We are alcoholics and we have never swallowed a single drop.

We have grief.
Fresh grief.
Ancient grief.

We are all,
recovering.
As we remember.

We are the mothers of the children we bore
and buried
and mothers of children we bore
and raised
and mothers of born children that needed we other mothers to raise them.

Our heads are fascinated with banging heavy metal and we dream in the lullabye of opera.

We listen.
Without judgement.
And expect our best selves to respond.

We have been abused by those that loved us and those that loathed us.

We forgive
but the telling does not forget.

And yet.
We.
Laugh.

We bear the scars of having chosen to prioritize relationship over rightness.
Graced, this we still somehow choose.

Maybe.
Because.
We have faith.
Knowing faith.
Evolving faith.

In God.
Or And in each other.
Or And in God through each other.
Or And in the Something we hear or feel
that sings or scampers in the spirit of the wind.

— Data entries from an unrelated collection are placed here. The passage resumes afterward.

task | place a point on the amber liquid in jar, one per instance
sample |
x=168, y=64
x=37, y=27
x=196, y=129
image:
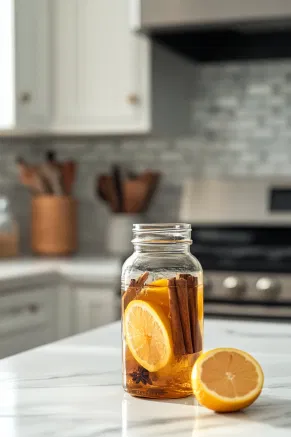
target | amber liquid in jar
x=162, y=315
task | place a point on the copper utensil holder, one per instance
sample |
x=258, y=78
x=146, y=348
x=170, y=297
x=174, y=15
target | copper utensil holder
x=54, y=225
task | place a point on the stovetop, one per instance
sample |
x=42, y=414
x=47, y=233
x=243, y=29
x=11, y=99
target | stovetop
x=264, y=249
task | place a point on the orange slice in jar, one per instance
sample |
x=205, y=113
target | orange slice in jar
x=148, y=334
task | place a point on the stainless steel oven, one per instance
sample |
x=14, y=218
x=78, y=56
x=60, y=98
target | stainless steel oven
x=242, y=236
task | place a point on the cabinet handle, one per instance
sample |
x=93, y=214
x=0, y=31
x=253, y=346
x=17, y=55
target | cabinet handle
x=133, y=99
x=33, y=308
x=25, y=97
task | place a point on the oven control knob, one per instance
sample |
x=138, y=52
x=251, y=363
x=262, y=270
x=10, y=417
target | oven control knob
x=233, y=283
x=267, y=285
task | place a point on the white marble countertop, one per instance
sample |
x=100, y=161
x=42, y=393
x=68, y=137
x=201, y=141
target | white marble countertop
x=78, y=267
x=72, y=388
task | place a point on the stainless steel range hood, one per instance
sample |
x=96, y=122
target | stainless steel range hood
x=217, y=30
x=160, y=14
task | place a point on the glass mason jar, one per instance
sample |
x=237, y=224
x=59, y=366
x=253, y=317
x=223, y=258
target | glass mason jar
x=162, y=312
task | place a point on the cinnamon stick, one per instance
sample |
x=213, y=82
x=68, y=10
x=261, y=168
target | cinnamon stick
x=175, y=319
x=134, y=289
x=192, y=283
x=182, y=293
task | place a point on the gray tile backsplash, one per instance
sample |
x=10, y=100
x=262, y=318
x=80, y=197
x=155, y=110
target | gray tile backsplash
x=241, y=126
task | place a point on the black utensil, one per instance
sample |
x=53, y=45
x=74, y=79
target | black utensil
x=117, y=180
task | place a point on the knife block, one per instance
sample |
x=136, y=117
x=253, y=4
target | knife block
x=53, y=225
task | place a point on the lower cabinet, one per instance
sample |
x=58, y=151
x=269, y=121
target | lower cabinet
x=34, y=312
x=28, y=318
x=95, y=306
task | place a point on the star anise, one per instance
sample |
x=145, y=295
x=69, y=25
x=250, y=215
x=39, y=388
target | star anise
x=141, y=375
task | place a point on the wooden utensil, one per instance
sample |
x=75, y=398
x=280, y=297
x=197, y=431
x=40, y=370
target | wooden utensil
x=69, y=169
x=31, y=177
x=151, y=179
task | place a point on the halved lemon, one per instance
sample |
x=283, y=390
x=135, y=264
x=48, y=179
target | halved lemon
x=148, y=334
x=227, y=379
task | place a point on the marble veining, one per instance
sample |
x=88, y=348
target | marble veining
x=72, y=388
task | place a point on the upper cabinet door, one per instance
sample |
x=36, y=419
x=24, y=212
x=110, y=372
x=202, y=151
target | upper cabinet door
x=101, y=68
x=32, y=63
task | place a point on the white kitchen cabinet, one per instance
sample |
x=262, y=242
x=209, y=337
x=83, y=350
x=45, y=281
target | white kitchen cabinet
x=25, y=65
x=33, y=63
x=107, y=79
x=28, y=318
x=95, y=307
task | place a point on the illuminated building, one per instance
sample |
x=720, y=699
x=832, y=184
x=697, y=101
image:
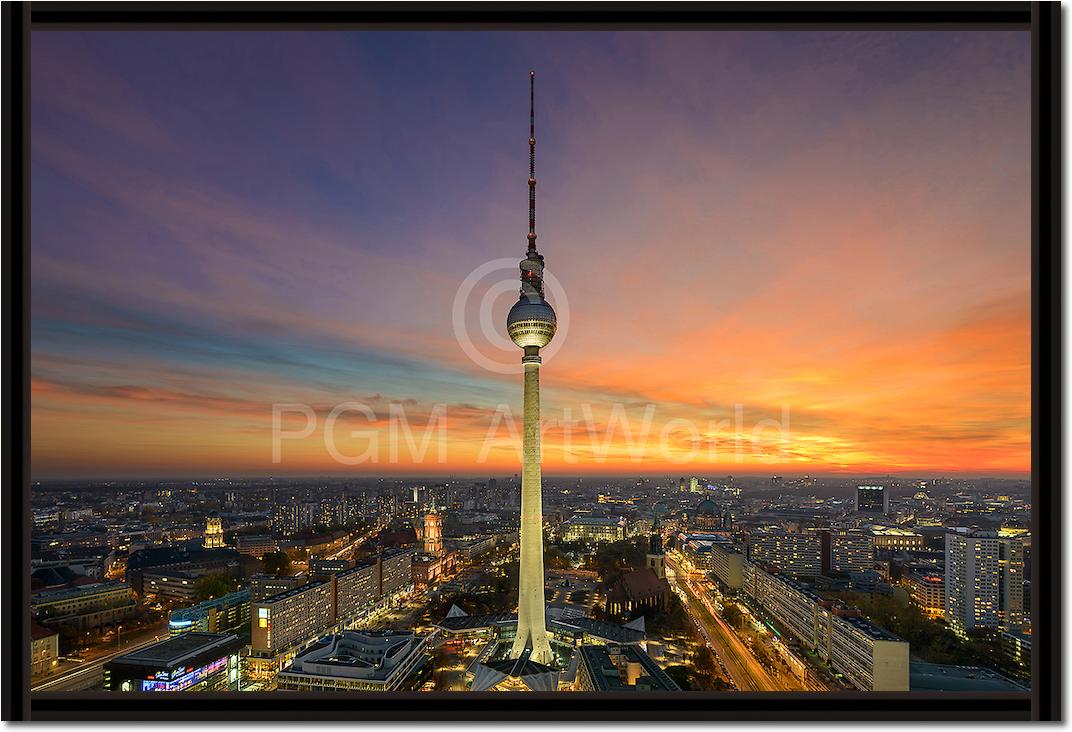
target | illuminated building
x=706, y=517
x=44, y=650
x=229, y=613
x=593, y=528
x=797, y=553
x=891, y=538
x=213, y=532
x=868, y=657
x=256, y=546
x=655, y=559
x=531, y=324
x=984, y=582
x=282, y=625
x=873, y=499
x=927, y=592
x=263, y=586
x=367, y=660
x=192, y=661
x=640, y=589
x=433, y=533
x=84, y=607
x=727, y=563
x=846, y=551
x=612, y=668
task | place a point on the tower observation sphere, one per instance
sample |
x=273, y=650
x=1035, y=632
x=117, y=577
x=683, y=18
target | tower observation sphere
x=532, y=324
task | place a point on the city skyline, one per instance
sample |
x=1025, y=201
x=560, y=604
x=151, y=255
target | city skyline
x=831, y=222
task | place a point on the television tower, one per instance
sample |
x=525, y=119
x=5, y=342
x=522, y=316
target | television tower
x=532, y=324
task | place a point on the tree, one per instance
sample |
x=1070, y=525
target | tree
x=732, y=615
x=555, y=558
x=211, y=586
x=276, y=563
x=683, y=676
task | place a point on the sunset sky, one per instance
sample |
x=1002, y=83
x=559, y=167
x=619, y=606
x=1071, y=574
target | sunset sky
x=828, y=226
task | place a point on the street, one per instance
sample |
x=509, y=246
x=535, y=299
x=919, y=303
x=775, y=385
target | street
x=743, y=667
x=74, y=676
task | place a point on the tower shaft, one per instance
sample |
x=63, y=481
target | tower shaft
x=532, y=624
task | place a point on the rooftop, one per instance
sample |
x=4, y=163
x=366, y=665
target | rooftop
x=175, y=651
x=291, y=593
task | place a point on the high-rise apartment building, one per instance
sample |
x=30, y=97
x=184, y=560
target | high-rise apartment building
x=984, y=581
x=797, y=553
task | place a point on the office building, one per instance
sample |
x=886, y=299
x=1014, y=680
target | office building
x=873, y=499
x=894, y=539
x=193, y=661
x=229, y=613
x=927, y=592
x=284, y=624
x=213, y=533
x=256, y=546
x=396, y=571
x=593, y=528
x=84, y=607
x=44, y=650
x=369, y=660
x=263, y=586
x=868, y=657
x=356, y=588
x=614, y=668
x=727, y=565
x=797, y=553
x=846, y=551
x=984, y=581
x=433, y=533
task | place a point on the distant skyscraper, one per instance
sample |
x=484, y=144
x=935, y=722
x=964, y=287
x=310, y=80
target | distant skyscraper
x=213, y=532
x=532, y=324
x=984, y=581
x=873, y=499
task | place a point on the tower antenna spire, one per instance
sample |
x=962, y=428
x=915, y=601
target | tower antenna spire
x=532, y=162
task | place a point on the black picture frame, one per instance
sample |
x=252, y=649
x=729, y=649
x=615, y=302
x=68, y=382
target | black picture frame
x=1044, y=701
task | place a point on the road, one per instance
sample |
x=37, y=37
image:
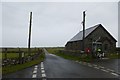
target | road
x=57, y=67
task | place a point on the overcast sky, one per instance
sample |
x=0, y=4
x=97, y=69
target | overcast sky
x=54, y=23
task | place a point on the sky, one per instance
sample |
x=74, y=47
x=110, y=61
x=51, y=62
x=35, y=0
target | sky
x=54, y=23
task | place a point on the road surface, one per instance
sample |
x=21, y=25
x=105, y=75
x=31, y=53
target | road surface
x=56, y=67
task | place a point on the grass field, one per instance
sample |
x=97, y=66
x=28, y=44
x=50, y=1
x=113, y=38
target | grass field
x=13, y=55
x=14, y=68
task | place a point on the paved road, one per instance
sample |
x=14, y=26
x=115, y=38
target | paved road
x=57, y=67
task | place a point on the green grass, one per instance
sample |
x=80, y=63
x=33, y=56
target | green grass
x=113, y=55
x=12, y=55
x=14, y=68
x=84, y=57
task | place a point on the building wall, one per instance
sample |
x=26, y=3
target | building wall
x=108, y=43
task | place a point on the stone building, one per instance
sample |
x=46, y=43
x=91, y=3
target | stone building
x=95, y=37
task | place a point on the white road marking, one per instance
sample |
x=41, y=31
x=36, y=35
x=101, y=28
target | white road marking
x=43, y=75
x=42, y=68
x=97, y=67
x=90, y=65
x=115, y=74
x=34, y=76
x=104, y=70
x=43, y=71
x=52, y=54
x=101, y=67
x=110, y=70
x=34, y=71
x=80, y=62
x=42, y=65
x=94, y=65
x=36, y=66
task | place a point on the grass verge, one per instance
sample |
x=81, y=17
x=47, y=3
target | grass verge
x=14, y=68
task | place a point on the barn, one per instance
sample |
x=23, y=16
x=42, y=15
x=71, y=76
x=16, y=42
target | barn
x=95, y=37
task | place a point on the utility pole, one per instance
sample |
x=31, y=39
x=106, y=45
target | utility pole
x=29, y=39
x=83, y=45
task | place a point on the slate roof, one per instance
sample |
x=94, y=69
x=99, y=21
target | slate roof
x=79, y=35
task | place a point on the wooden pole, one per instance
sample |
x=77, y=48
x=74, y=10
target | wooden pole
x=29, y=39
x=83, y=46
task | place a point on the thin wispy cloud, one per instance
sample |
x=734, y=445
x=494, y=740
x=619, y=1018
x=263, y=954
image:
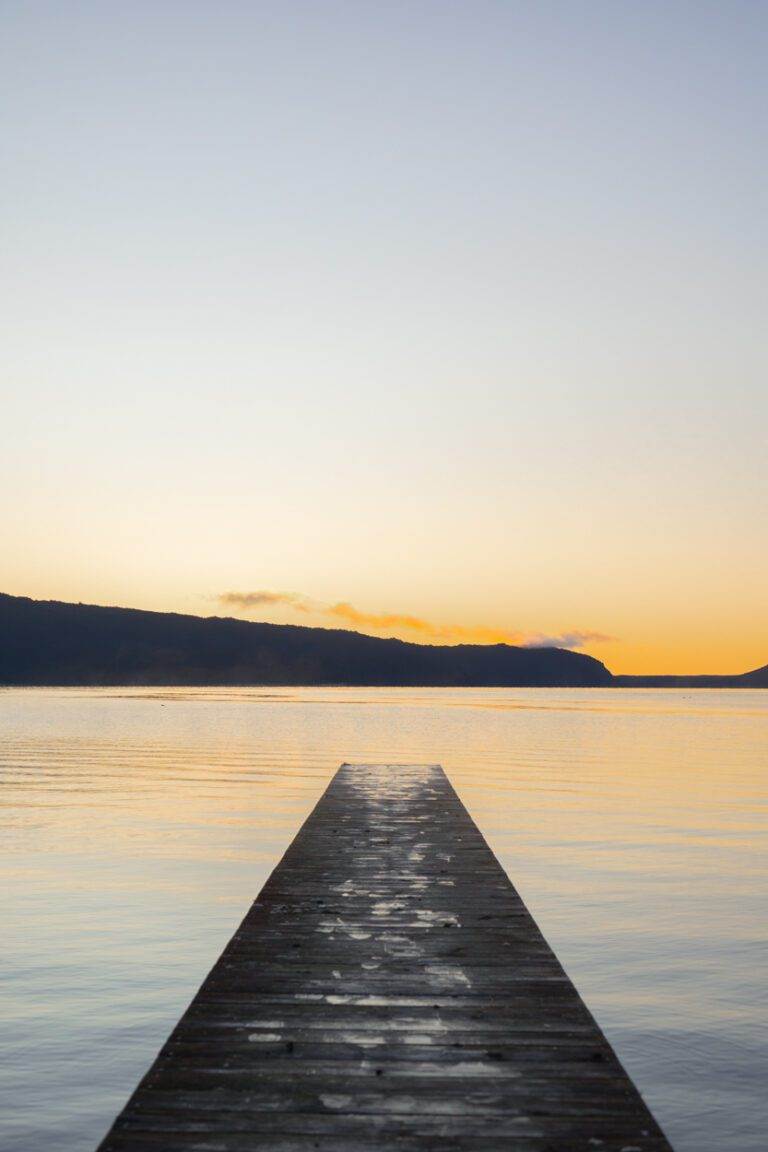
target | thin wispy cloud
x=395, y=623
x=265, y=599
x=575, y=639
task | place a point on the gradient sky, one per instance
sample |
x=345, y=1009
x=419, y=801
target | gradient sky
x=449, y=311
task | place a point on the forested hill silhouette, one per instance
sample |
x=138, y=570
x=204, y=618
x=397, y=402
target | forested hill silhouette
x=46, y=642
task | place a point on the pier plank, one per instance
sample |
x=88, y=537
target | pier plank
x=388, y=990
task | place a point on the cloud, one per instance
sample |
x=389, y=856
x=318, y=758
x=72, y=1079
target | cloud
x=264, y=599
x=567, y=639
x=396, y=623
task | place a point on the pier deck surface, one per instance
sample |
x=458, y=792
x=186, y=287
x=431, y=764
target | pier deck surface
x=388, y=990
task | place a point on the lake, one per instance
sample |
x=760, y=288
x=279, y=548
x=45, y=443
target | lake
x=139, y=824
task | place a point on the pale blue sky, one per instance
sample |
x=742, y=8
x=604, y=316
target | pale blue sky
x=453, y=309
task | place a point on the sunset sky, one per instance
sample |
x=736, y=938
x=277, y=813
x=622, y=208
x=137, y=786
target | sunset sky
x=435, y=319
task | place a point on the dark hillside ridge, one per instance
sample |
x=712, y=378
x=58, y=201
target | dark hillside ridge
x=757, y=679
x=46, y=642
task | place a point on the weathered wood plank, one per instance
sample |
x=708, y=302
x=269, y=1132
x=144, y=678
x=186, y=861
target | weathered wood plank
x=388, y=990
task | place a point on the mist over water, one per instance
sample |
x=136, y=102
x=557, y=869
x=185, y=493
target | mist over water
x=138, y=826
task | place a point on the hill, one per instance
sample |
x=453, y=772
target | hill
x=47, y=642
x=757, y=679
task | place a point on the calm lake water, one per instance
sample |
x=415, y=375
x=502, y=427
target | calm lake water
x=138, y=825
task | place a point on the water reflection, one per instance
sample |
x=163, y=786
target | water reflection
x=139, y=824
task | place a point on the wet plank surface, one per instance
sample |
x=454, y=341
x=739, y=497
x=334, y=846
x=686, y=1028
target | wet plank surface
x=388, y=990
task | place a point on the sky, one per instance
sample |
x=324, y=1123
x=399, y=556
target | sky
x=433, y=319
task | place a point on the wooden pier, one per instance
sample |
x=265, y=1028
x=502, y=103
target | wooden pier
x=387, y=992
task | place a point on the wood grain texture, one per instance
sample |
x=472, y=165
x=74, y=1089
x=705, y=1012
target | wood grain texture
x=388, y=990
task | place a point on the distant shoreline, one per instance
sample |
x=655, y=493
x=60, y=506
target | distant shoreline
x=54, y=644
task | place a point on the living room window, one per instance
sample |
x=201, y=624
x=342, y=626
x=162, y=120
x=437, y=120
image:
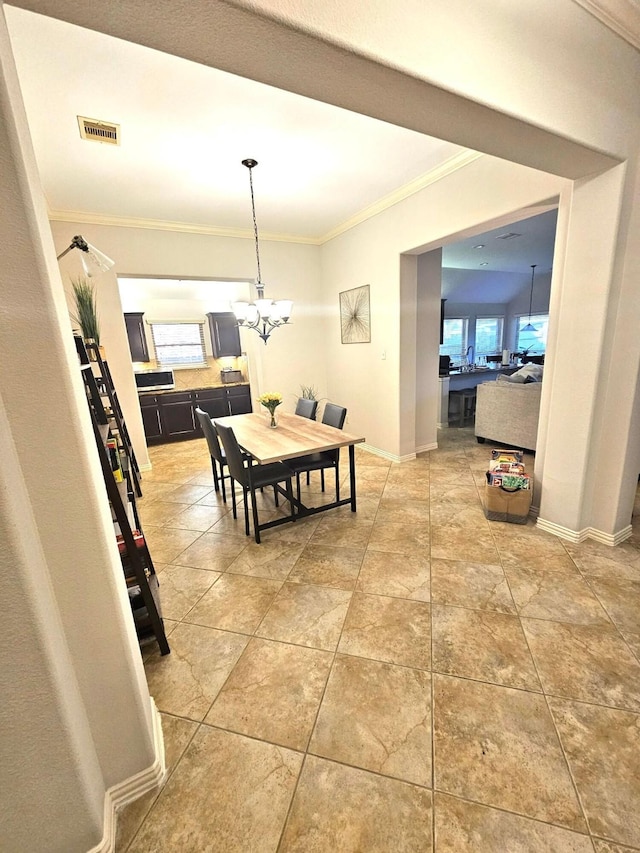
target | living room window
x=455, y=333
x=179, y=344
x=489, y=331
x=534, y=342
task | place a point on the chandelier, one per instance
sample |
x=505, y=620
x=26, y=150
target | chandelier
x=263, y=315
x=93, y=261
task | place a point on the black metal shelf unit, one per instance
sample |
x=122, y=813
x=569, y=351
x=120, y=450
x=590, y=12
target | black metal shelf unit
x=138, y=569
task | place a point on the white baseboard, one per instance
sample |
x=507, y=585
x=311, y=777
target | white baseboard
x=385, y=455
x=425, y=448
x=576, y=536
x=130, y=789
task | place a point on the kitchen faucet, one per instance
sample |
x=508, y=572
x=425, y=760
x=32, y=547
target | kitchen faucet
x=469, y=363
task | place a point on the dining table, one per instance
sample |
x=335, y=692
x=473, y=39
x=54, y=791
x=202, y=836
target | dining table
x=294, y=436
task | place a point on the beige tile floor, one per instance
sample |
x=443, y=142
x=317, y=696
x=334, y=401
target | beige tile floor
x=409, y=678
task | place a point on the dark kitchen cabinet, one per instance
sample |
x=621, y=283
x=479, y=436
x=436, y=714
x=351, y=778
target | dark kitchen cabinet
x=171, y=416
x=135, y=333
x=177, y=416
x=213, y=401
x=150, y=409
x=225, y=335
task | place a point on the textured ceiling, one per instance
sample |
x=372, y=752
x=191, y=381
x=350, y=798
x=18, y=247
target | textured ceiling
x=185, y=128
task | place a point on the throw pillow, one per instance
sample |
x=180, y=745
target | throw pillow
x=535, y=370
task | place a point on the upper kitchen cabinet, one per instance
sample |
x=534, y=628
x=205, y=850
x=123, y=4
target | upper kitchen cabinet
x=225, y=335
x=137, y=339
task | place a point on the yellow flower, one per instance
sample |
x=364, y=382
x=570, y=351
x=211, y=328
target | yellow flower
x=270, y=400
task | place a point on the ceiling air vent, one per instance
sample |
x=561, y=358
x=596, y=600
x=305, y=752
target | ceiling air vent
x=99, y=131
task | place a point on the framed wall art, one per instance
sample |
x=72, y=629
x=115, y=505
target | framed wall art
x=355, y=317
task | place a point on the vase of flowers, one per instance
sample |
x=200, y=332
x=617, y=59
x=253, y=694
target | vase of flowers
x=271, y=402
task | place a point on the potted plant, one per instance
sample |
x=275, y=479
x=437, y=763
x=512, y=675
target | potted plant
x=86, y=312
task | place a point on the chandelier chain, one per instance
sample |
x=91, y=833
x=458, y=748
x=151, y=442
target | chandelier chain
x=255, y=225
x=533, y=270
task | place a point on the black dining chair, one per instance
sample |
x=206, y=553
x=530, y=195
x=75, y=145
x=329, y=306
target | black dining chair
x=306, y=408
x=218, y=459
x=251, y=477
x=332, y=416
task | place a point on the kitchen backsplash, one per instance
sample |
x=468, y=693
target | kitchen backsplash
x=201, y=377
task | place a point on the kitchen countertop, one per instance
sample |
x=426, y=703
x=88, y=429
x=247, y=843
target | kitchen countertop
x=190, y=390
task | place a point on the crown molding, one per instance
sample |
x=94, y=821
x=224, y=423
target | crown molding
x=83, y=217
x=458, y=161
x=621, y=16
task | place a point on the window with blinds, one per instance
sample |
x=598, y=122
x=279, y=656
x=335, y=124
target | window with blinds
x=455, y=332
x=179, y=344
x=488, y=336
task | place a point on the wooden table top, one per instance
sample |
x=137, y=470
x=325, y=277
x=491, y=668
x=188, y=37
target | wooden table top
x=294, y=436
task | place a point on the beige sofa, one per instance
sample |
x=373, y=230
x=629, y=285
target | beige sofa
x=508, y=413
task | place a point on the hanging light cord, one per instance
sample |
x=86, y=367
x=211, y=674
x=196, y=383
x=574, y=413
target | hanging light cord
x=259, y=284
x=533, y=269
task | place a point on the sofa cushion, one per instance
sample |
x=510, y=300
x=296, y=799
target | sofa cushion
x=528, y=373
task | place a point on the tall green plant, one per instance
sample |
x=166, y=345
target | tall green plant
x=308, y=392
x=86, y=313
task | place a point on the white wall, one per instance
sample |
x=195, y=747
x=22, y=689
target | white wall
x=427, y=349
x=76, y=715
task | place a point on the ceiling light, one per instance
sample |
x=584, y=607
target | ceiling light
x=93, y=261
x=530, y=327
x=263, y=315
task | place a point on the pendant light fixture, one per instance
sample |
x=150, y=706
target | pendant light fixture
x=263, y=315
x=93, y=261
x=530, y=327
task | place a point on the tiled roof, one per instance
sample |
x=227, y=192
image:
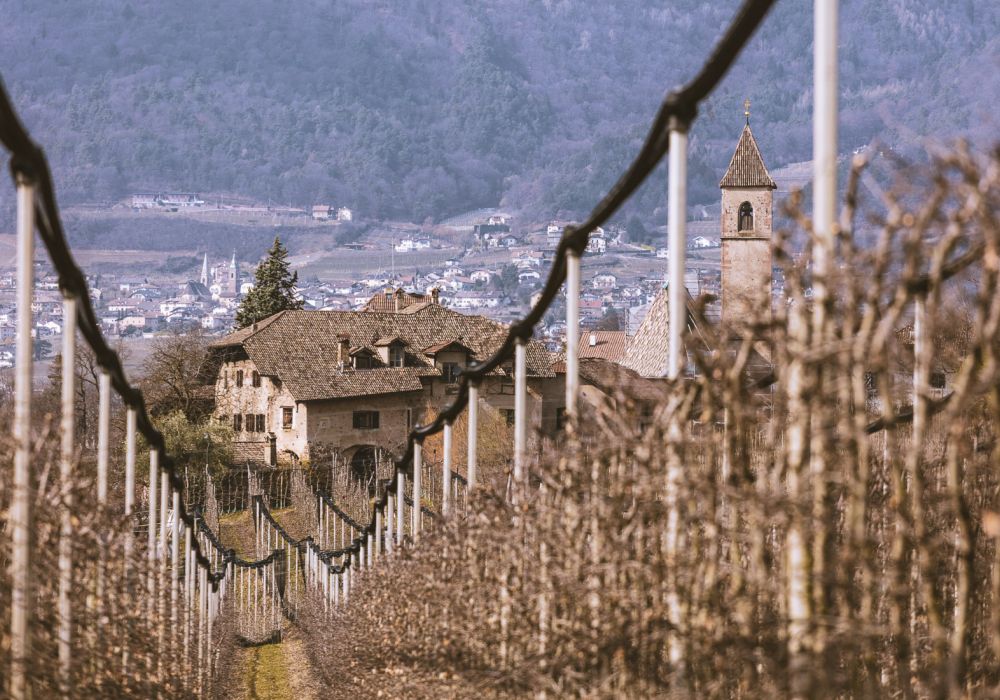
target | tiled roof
x=300, y=348
x=608, y=345
x=444, y=345
x=647, y=351
x=747, y=168
x=612, y=378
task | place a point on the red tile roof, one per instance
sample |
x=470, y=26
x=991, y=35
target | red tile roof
x=300, y=348
x=608, y=345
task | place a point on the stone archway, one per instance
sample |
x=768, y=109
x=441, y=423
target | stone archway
x=363, y=466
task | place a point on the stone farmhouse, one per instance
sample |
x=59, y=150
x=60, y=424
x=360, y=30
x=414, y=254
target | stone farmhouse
x=354, y=382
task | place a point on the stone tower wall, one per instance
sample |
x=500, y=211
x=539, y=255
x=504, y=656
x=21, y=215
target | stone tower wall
x=746, y=256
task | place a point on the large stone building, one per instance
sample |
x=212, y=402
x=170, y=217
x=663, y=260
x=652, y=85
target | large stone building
x=353, y=382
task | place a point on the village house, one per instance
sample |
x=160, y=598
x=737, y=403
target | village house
x=351, y=383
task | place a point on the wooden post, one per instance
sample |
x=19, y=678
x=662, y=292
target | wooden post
x=66, y=457
x=473, y=435
x=103, y=436
x=572, y=333
x=418, y=466
x=20, y=513
x=446, y=472
x=520, y=409
x=677, y=248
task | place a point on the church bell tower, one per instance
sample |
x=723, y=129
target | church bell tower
x=747, y=199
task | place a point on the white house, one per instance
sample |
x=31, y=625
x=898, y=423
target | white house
x=605, y=280
x=597, y=244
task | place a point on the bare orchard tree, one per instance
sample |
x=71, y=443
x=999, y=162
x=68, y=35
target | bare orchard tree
x=172, y=376
x=828, y=527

We are moved by art. And we create art with our hands and voices and with nature and words.

We are bodies. 
That both climb and crash. 
That can both do more than we thought and less than we often want. 
That are both are vulnerable and victorious. 
That make love and that are made to love.

We know how if feels to gasp,
buried
physically, emotionally, spiritually
zipped up into body bags,
into voiceless boxes
and into a kind of confinement.
Contained.

But we know how it feels to have dug out
unzipped ourselves
And what it is to have sucked in the air of a freedom that comes when individual stories are collectively heard. 

And still. To Believe. In Love.

We have tried to run but cannot hide and We. Don’t. Have. To.  

Because. 
Our shit
Is safe
Here.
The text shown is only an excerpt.